Furigana are annotations used to indicate the Japanese reading, or pronunciation, of Chinese kanji characters.
As a simple example, let’s say we have a character like this1:
Furigana for the kanji, written with hiragana2, can be placed above it3:
This is all well and good for Japanese speakers, but what if I wanted English-speakers to be able to read along as well? This can be done by adding the character’s pronunciation using Latin script (romaji) as another furigana-style annotation:
Okay, but what does this word actually mean? We could put an English translation to the right of the word, or pile on yet another annotation for the English meaning4:
For single words, this “full-suite” of annotations could be considered acceptable, but for complete sentences, where the objective is to have a non-Japanese speaker read along phonetically, I think any translation needs its own dedicated section.
I did exactly this in a previous blog post, A Person’s Character (人という字は), where I wanted to show the pronunciation and meaning of some lines of dialogue from the television drama Kinpachi-sensei. The intention was to enable English speakers to follow the Japanese dialogue using the romaji annotations, and then read the translation:
君 たち いい です か 〜。 人 と いう 字 は ねぇ 、 ひとり の 「人」 が もう ひとり の 「人」 を 支えて いる 字 です 。 つまり 、 人 と 人 が 支え 合ってる から 人 なん です 。 人 は 人 に よって 支えられ 、 人 の 間 で 人間 として 磨かれて いくん です 。

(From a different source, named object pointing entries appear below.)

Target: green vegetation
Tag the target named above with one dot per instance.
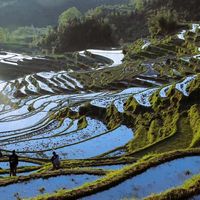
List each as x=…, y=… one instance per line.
x=163, y=22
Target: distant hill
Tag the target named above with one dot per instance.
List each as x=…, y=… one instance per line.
x=40, y=13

Can I have your attention, please. So, the character for "person" consists of one person holding up and sustaining another person. In other words, it is a "person" precisely because a person and another person are supporting each other. A person gets support from other people and their community, and through that support, grows and develops as a human.

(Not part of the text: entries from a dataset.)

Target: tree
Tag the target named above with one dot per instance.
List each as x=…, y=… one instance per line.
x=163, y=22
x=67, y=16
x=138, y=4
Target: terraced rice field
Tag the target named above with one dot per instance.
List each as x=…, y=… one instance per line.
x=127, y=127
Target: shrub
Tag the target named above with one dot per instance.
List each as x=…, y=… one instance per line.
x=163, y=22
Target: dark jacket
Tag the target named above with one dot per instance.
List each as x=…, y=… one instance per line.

Figuring out the idiosyncrasies of how to mark-up and display all of these annotations in the way I wanted using HTML and CSS, and then developing a way to extract that logic out into functionality that could be shared across multiple Markdown-based blog posts using Liquid, took me far more time than I expected, and became the catalyst for writing this particular blog post.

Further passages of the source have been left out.